If that's the case, then why were Pratt & Whitney considering the sale of Rocketdyne prior to the SLS announcement?
Their tactics for doing so need not have been "if we do not get this contract, Rocketdyne could be unprofitable and a burden".
PWR has contracts for the RS-68, the RL-10s, as well as the RD-180 through RD Amross... it has a lot of other work.

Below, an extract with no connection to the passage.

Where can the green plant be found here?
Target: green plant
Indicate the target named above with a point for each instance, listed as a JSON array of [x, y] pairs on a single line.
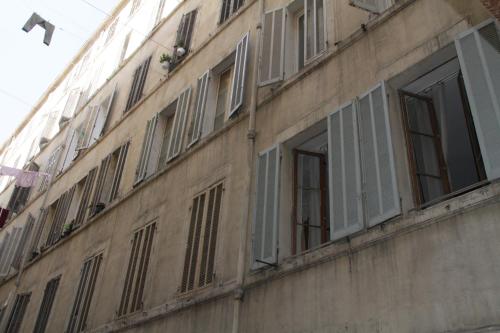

If it can't survive without development contracts from NASA, one really has to wonder about its business case.
I too agree that government shouldn't exist to line the pockets of company executives - but sometimes, funding companies' work does bring benefits to politicians' districts, such as creating high-tech jobs, lowering unemployment, etc.
So: it's better for a space program to bring benefits to
specific districts, than to be a successful space program?
I have no issue with enriching society on the ground (that is a big positive impact of a space program), I just do not like the idea of the goals being self-defeating.
And I do not believe that politicians are selfless people of unfaltering integrity. If they were, their actions would be more justifiable. But they're not fallible. They're human, and power corrupts.
And there are thousands, millions of people in the US that live in particularly bad poverty. If the aim is a government giveaway, would it not pay more to help them even slightly, rather than fund the salaries of a relative few aerospace engineers and other people in such professions?
I agree with this completely. But what I say is, just because it has political benefits, doesn't mean it isn't useful for other things. I think politics is ONE of the reasons for its existence, but not the WHOLE reason.
But this is what confuses me: what is the non-political reason for the existence of the J-2X?
It is the engine for a heavy-lift vehicle, because it used to be the engine for a heavy-lift vehicle, because it used to be the engine for the unusual medium-lift vehicle that accompanied the heavy-lift vehicle, due to changes that occured during development.
And now we come right back to politics, because Ares was a plethora of political motivation.
And if we look at it another way: if the numbers coming out of the DIRECT concept are to be believed (and they should be verifiable with mathematics), The 4 RL-60 version of the Jupiter outperforms the 1 J-2X version by roughly half a percent to LEO, and while the 6 RL-10B-2 version underperforms the J-2X version to LEO by nearly 4%, as an EDS it only underperforms the J-2X version by less than a percent, and the RL-60 version outperforms the J-2X version by roughly 4%.
When comparing the J-2X and RL-10 versions, you're considering differences of only a few percent at most... differences of only a few tons for LEO missions, and only a few hundred kilograms for TLI ones.
And when you weigh up a disadvantage of a few hundred kilograms versus a multi-billion new engine contract, a lower cost per engine
cluster than the single-engine at the same flight-rate, plus cost-sharing with the USAF or even commercial customers... if there are nonpolitical reasons in there, they are probably minimal, and the development of the engine can fairly be called politically motivated.